I manage many highly “volatile” (changing) websites that require manual editing with Virtualmin. It has become incontrollable to create local users with same UIDs as the server to remote NFS to the public_html to access files and edit them.
Is there a way for me to develop locally under my Ubuntu (10.04.1 LTS) user account to remote publish to the virtual server’s users credentials? (running virtualmin pro under CentOS 5.4)
I am trying to do web development on many many sites everyday. All of this data needs a manual editing for some reason.
The fact is that under normal circumstances, under linux, you can connect to nfs share if you have the same user/group on both systems.
This forces me to logout/log back in as many users in a day.
Add to that the fact that UIDs and GIDs are difficult to keep the same on both my dedicated server and my work box (different OSs, different setups). This has become unmanageable.
I need a solution to develop locally in my computer, whatever the websitem and to publish on my virtualmin pro webserver. All this from my local account.
What about using SCP or FTP, or maybe Samba, to upload the changed files to the life site? With those protocols, you can either specify or configure which life-server-local user (ID) is used for which remote-access username.
Well, there’s the “Cluster Copy Files” function, I suppose that’s as close as you can get to a VMin-built-in file synchronization. But I have my doubts that this will do exactly what you’re looking for. It seems e.g. that function does not preserve file date, owner and access mode. (It’s meant for different things than file sync.)
will recursively copy changed files in the source to the destination, under username “remoteuser”, preserving file dates, executability and permissions. I suppose it can’t get any easier than that.
@Duke: Yepp that’s right, it is. Locutus of Borg, assimilation in progress.
Bringing the file at 500Kb/sec took a about a minute for 25 Mb.
Changing nothing and resyncing right away in the same direction took a few seconds. Normal, nothing had changed. The other way took longer but it’s because of my slow upload speed.
I changed 1 small file somewhere…
Resynced with:
rsync -vzatpe ssh /home/local_path/domain.tld user@domain.tld:/home/remote_path/public_html/
The rsync the other way around took a long time at 80Kb/sec. And it re-uploaded all the files. AND NOT EVEN THE ONE I MODIFIED!!!
Not wanting to waiste my time again, I tested this with a dry run:
rsync -nvuzatpe ssh /home/local_path/domain.tld user@domain.tld:/home/remote_path/public_html/
It showed smaller send/receive data so I tested again with: (without dry run)
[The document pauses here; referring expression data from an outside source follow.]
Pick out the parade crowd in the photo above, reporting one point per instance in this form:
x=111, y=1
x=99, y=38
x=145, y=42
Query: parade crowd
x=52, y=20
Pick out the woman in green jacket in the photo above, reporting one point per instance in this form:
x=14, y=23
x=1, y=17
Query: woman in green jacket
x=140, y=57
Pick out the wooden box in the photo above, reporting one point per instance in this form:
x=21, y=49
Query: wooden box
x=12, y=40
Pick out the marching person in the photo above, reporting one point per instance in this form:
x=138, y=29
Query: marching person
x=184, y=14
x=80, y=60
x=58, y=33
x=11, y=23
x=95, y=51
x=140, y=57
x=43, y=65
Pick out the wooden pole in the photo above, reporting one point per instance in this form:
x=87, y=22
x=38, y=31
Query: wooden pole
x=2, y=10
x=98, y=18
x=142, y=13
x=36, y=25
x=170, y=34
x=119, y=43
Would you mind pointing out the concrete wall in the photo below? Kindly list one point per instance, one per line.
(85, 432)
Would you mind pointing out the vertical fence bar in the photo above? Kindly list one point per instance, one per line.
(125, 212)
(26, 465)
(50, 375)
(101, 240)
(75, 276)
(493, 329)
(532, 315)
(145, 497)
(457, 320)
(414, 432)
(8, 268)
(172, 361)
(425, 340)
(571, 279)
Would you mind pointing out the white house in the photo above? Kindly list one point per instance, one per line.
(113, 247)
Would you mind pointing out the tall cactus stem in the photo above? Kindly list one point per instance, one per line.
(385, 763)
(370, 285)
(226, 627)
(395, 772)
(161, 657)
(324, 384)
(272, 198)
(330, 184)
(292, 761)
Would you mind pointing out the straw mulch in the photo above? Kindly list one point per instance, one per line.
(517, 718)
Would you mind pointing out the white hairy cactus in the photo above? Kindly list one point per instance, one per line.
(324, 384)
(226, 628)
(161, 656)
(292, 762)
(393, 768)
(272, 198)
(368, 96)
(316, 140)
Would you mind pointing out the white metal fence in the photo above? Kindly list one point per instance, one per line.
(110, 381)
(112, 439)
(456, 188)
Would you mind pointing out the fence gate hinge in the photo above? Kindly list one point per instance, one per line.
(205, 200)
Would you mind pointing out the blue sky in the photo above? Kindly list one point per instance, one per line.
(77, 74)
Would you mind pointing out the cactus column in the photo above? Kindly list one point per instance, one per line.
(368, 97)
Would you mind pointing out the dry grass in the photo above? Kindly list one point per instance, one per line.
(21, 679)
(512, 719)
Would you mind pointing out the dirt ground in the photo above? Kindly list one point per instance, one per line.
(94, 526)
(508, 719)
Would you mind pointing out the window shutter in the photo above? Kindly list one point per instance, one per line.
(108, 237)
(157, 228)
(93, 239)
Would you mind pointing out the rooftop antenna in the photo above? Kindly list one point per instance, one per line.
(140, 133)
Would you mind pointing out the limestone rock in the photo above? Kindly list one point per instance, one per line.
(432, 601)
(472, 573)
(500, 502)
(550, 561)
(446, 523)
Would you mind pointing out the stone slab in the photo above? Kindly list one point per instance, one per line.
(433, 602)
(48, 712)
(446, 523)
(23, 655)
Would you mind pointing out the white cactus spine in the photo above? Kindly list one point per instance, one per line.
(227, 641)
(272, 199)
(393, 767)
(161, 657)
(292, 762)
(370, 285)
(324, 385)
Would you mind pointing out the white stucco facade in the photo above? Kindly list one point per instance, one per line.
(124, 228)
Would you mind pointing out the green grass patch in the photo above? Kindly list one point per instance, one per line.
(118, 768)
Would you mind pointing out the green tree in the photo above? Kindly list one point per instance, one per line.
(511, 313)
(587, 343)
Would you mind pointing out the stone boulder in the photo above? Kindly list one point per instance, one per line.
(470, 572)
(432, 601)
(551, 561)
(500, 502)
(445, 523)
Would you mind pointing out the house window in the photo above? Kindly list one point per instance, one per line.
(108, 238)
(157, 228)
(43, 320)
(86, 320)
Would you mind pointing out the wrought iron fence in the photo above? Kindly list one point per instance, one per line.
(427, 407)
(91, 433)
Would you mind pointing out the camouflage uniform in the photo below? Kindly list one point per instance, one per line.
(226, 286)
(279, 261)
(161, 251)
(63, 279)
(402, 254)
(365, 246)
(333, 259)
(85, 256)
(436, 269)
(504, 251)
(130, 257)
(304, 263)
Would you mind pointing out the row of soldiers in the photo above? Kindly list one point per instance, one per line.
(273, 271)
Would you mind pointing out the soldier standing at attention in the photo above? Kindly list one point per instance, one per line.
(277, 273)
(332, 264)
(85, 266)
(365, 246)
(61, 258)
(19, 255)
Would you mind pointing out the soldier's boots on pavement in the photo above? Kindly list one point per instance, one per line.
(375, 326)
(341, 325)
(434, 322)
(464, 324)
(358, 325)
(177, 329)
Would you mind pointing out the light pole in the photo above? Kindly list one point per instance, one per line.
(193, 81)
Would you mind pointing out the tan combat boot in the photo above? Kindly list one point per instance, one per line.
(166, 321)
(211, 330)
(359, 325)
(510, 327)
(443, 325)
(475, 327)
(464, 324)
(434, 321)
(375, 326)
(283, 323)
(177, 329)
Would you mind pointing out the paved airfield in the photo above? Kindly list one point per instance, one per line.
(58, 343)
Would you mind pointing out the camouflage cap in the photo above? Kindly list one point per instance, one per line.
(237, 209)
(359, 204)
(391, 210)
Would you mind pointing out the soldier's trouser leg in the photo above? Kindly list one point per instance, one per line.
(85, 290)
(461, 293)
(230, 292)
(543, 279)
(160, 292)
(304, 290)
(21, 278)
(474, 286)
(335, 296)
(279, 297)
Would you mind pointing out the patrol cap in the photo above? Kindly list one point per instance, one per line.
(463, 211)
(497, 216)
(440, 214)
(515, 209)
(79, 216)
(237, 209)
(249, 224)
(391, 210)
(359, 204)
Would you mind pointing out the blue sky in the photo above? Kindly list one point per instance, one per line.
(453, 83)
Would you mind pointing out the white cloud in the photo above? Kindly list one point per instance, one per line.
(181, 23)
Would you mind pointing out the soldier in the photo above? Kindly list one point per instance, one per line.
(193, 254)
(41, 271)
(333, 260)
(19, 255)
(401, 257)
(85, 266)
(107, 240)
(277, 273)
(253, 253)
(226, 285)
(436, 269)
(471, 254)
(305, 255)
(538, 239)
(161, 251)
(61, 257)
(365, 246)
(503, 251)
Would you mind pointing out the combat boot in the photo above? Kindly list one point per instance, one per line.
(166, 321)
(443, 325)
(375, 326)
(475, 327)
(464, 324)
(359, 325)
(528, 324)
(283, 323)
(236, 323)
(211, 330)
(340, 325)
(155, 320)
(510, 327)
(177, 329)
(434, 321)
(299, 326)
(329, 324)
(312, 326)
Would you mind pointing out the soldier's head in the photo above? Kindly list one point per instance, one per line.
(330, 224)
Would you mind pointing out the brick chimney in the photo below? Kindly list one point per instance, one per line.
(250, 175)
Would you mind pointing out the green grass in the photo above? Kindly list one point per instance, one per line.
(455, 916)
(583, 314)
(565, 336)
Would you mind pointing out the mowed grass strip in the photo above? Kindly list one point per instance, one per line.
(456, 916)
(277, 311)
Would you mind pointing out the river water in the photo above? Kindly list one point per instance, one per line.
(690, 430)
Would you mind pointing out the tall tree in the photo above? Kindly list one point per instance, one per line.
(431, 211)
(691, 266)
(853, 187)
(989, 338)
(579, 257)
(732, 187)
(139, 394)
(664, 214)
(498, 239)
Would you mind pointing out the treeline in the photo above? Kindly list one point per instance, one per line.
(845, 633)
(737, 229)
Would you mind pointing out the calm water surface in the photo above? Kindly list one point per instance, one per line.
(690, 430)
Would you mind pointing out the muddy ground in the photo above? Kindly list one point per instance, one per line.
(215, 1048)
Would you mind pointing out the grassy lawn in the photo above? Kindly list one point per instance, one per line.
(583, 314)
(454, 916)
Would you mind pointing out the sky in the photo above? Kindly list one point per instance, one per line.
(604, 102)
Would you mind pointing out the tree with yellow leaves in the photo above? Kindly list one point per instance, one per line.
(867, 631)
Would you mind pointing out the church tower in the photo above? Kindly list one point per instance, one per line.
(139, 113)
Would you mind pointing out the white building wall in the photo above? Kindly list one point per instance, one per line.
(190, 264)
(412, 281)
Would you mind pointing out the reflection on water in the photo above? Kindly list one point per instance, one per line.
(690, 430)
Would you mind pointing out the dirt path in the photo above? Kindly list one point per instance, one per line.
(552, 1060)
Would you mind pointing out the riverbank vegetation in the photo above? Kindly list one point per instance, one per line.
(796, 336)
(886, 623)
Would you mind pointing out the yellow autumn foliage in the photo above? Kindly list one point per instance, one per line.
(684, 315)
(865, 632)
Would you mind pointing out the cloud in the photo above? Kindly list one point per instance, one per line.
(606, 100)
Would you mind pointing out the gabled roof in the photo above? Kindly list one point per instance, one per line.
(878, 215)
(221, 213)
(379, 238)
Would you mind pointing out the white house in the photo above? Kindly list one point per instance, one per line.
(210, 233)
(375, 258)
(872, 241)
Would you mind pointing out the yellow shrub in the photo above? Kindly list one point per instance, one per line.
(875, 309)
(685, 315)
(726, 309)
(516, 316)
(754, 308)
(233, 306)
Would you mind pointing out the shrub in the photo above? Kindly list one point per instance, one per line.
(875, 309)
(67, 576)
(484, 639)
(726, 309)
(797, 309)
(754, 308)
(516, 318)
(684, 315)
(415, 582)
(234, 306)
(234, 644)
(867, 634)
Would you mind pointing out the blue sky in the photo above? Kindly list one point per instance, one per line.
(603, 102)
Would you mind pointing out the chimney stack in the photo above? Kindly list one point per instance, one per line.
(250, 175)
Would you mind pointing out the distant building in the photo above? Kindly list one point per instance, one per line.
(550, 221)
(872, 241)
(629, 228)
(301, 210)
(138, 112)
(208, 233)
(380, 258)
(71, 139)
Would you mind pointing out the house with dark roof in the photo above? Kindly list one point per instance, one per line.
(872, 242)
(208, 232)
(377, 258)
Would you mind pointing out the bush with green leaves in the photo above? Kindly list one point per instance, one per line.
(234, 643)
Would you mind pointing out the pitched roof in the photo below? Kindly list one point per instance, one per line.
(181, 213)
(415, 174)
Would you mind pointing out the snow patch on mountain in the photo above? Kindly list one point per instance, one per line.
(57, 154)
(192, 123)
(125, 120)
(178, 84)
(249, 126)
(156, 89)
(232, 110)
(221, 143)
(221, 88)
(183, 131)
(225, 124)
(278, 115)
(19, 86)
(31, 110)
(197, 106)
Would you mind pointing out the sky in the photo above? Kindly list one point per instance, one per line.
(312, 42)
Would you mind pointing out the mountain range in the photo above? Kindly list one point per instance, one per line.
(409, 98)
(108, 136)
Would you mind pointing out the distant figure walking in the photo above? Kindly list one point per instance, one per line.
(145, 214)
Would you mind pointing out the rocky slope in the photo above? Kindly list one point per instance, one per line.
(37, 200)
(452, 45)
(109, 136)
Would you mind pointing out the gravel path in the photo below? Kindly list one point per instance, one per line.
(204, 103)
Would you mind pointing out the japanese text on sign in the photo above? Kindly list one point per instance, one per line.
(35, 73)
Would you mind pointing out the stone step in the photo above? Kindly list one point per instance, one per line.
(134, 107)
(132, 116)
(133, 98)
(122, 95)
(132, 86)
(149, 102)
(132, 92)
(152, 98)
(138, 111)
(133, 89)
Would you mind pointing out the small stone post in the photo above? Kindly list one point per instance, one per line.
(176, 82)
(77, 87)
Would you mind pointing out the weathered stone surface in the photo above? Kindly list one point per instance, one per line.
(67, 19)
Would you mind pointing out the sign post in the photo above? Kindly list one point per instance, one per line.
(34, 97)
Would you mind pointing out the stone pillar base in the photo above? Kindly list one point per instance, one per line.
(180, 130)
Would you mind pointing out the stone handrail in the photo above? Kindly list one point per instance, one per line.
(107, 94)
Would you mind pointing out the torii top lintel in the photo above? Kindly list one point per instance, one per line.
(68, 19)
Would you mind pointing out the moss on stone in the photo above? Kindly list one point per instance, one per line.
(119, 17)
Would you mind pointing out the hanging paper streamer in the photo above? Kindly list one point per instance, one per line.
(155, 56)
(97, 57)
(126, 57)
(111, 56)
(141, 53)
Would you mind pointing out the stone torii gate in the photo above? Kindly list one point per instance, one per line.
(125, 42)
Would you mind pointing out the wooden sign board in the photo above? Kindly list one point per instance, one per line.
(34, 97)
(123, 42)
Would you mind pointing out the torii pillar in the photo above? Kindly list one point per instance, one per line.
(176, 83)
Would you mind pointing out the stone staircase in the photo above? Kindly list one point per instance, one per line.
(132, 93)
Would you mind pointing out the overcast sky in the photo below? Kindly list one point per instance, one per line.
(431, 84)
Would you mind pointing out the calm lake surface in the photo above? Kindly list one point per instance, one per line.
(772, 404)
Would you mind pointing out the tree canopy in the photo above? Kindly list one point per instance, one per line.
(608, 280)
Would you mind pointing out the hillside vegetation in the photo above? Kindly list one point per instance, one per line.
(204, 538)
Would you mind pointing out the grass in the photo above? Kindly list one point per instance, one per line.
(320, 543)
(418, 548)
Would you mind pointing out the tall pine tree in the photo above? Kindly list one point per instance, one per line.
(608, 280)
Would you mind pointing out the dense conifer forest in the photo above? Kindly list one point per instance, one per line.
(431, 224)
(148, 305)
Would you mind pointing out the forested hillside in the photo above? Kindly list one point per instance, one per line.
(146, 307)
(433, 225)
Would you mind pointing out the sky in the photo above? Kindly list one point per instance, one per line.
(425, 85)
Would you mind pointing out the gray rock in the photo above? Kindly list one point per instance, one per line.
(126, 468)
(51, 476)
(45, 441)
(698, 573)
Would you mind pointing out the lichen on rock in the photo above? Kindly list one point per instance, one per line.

rsync -vuzatpe ssh /home/local_path/domain.tld user@domain.tld:/home/remote_path/public_html/
To end up with my modified file still local but not remote.
Tried again with:
rsync --size-only -vuzatpe ssh /home/local_path/domain.tld user@domain.tld:/home/remote_path/public_html/
to no avail… My modified file is still not on the remote server.
Tried multiple switches and ended up with this:
rsync --delete --size-only -vuzr -e ssh /home/local_path/domain.tld user@domain.tld:/home/remote_path/public_html/
It still doesn’t work.
The only file that I modified is not re-uploaded.
I am able to reup everything, but with my 80K/sec connection, I would prefer if just the modified files were uploaded.
I’v got it to sync only modified files. But it also updates some other files I haven’t updated locally.
Is it possible it’s because apache touches the files on the servers… Thus rsync thinks they are modified becaude not identical to the local copy… Therefore rsync sends thos again?
Took about 5 seconds. (Both machines are VMs on the same host, and it was about 72 MB to copy). Then I modified a file in /test/html and added two new ones. Then:
Yes… but with one problem. On the sync back to where the files were originally… I had to remove the last dir in the command otherwise all files were sent into a subdir bearing the same name as the dir.
And the -a option is a nuisance when the system times (files timestamps) are different for some reasons.
Here are the commands that worked:
fetch the original files from the prod server:
rsync -e ssh -avz user@domain.tld:/home/remote_path/public_html/catalog /home/local_path/domain_catalog/
put the modified files back:
rsync -e ssh -avz --exclude “catalog/system/cache” /home/local_path/domain_catalog/catalog user@domain.tld:/home/remote_path/public_html/
See how I had to remove the “catalog” dir in the “put back” command? If I don’t… It creates another catalog folder in the original catalog folder and re-uploads all the files.